The Lester B. Pearson School Board is not immune to the province-wide teacher shortage and is actively looking to fill vacant staff roles as the new school year gets under way.

There continues to be “some teacher staffing shortages across the (board’s) network,” explained Darren Becker, the Pearson board’s director of communications, in a written statement. “But the school board is continuing its efforts to fill the spots as soon as possible. And in the interim, we are not anticipating any impacts on the quality of education we offer our students.”

Becker declined to offer any further details or provide figures on how many teaching positions remain to be filled.

Last month, Quebec  Education Minister Bernard Drainville said that the province was short 5,700 teachers as the new school year approached.

The Pearson board, which operates nine elementary schools and two high school campuses in Vaudreuil-Soulanges along with 19 English-language elementary and six high schools in the West Island, has admitted to hiring non-legally qualified teachers to fill vacancies. It is a practice the board had been following for years, Becker said, adding that all personnel have training in related fields.

However, this practice often leaves parents scrambling to ensure that their children are learning properly, said Katherine Korakakis, president of the English Parents’ Committee Association of Quebec.

“There’s a lot of repercussions when you don’t have teachers in the classrooms that are qualified,” Korakakis said. “When you have a teacher in a classroom that doesn’t know the subject matter, then children aren’t learning the subject matter. That affects their motivation, but it also affects exams at the end of the year.”

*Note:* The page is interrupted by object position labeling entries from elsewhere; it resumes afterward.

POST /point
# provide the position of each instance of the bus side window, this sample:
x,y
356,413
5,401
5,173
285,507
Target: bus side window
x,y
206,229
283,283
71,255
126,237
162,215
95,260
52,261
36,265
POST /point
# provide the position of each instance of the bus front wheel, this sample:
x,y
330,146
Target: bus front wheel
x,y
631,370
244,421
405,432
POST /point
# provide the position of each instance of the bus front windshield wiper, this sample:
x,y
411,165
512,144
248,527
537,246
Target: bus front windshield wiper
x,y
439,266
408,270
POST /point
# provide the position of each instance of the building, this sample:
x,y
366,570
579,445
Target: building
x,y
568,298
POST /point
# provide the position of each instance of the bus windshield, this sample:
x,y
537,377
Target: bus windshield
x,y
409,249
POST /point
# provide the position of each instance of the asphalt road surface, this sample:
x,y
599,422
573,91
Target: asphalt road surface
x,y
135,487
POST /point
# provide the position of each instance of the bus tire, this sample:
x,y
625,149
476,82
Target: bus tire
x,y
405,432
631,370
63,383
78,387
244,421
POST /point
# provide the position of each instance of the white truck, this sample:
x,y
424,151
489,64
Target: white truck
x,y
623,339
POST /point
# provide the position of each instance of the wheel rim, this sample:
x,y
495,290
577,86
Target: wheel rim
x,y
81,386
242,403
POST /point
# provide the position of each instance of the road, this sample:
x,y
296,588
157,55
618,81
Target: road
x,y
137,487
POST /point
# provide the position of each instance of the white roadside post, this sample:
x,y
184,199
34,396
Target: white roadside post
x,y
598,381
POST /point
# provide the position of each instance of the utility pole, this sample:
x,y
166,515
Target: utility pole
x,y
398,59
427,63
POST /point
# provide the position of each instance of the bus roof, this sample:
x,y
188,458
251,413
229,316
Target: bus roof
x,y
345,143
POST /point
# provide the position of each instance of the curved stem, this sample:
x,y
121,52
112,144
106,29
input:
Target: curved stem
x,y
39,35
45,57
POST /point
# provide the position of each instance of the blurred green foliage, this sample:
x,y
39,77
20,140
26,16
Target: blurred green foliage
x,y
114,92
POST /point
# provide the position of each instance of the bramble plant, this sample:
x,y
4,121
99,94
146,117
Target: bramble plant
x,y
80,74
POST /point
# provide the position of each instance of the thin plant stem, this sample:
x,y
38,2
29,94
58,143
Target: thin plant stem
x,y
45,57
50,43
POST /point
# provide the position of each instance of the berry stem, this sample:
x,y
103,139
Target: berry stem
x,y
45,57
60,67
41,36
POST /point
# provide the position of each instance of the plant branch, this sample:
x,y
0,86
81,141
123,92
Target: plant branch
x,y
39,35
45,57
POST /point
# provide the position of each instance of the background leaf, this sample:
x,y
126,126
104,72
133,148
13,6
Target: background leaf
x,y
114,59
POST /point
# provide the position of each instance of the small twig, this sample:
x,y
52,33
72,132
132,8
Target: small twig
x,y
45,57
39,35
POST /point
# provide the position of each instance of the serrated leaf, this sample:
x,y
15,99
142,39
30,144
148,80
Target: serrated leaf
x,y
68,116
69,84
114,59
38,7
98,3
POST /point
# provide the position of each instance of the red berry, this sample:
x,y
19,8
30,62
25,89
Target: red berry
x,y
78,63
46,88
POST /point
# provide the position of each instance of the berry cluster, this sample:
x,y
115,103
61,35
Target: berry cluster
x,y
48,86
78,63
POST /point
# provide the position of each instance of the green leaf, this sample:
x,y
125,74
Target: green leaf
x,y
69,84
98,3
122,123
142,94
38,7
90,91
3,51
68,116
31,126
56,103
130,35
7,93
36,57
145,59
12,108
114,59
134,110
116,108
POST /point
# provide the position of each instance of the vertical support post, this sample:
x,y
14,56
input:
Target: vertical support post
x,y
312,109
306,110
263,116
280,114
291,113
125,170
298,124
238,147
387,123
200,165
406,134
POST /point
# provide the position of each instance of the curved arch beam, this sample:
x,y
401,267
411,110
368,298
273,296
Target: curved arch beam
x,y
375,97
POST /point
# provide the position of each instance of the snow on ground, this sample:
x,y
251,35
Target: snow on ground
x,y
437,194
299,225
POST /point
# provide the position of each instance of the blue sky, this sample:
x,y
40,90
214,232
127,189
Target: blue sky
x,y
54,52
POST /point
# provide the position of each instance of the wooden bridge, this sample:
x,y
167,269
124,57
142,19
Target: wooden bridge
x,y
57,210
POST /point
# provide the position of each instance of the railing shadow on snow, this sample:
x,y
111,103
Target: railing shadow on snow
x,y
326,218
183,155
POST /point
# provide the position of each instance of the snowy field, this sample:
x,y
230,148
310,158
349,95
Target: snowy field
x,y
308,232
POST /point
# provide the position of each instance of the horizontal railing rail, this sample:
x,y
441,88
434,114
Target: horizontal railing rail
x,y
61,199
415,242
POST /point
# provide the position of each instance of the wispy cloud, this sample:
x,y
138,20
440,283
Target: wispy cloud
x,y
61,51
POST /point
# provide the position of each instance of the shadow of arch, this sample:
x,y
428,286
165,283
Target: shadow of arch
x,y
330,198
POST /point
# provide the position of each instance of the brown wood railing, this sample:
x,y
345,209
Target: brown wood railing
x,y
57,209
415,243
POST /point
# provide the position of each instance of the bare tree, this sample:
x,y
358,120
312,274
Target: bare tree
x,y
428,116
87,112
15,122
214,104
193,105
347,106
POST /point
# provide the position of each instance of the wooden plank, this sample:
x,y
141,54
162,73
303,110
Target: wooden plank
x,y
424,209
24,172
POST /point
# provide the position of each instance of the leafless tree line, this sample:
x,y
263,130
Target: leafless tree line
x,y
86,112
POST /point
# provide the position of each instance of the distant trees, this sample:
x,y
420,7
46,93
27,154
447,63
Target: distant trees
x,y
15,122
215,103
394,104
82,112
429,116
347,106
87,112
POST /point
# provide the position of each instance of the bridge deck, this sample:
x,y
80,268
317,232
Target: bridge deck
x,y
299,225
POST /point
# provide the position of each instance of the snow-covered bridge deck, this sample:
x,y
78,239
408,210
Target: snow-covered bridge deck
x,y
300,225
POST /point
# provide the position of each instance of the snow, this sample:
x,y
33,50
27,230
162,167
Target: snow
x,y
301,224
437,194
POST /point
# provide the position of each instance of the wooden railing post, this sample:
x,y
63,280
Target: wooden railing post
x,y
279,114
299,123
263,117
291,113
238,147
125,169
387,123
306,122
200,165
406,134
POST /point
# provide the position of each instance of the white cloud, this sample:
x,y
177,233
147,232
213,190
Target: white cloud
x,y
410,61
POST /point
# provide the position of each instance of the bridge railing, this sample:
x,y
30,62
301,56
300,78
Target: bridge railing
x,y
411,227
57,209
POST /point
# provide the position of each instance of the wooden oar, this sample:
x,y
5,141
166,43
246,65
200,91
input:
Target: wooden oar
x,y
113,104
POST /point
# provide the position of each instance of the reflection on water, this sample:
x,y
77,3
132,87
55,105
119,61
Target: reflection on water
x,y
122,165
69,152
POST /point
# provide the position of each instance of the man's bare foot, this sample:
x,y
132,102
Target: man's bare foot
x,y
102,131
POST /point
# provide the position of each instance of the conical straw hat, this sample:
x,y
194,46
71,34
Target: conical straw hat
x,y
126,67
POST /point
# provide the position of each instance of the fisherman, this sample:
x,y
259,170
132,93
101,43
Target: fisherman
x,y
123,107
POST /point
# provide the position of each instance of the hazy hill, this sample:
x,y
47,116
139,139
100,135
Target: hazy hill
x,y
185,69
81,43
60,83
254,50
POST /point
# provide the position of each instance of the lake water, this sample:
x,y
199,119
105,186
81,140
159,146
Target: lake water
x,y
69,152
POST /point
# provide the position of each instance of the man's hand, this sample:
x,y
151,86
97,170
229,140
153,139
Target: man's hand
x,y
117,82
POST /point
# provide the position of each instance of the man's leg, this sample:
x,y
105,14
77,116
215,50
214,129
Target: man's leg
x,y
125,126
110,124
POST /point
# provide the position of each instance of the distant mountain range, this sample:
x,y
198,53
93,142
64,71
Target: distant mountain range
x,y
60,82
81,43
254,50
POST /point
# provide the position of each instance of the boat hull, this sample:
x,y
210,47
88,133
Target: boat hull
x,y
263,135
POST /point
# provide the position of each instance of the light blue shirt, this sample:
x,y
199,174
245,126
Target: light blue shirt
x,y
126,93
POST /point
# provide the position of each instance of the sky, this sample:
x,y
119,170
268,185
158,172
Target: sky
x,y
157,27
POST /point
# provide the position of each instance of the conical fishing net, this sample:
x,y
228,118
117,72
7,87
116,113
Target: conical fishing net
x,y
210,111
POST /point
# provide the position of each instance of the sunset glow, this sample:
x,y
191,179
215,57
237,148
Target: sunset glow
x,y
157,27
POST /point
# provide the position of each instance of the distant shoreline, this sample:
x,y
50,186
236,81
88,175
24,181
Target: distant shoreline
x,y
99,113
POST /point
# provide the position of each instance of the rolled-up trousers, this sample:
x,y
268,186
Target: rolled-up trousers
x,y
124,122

Korakakis used her personal experience as a parent when it comes to non-legally qualified teachers in school classrooms. She explained that her daughter, who attends a school managed by the English Montreal School Board, now has a French teacher who does not speak French.

“Tell me how this serves my child,” she said. “Tell me how this is going to help me do everything in my power to help keep my daughter here and not lose her to other Canadian provinces or to the United States.”

Korakakis said that the practice of hiring non-legally qualified teachers is partly to blame for the jump in the number of students signing up for summer school across the province.

“It does a disservice,” she added, “and the victims are children.”

In July, media reports claimed the number of summer school registrations had hit an all-time high. Although there were no figures for the summer school registrations for the Pearson board, the reports claimed the number of students seeking help in the summer jumped 48 per cent in the French-language Montreal School Service Centre and 114 in the St. Hyacinthe School Service Centre.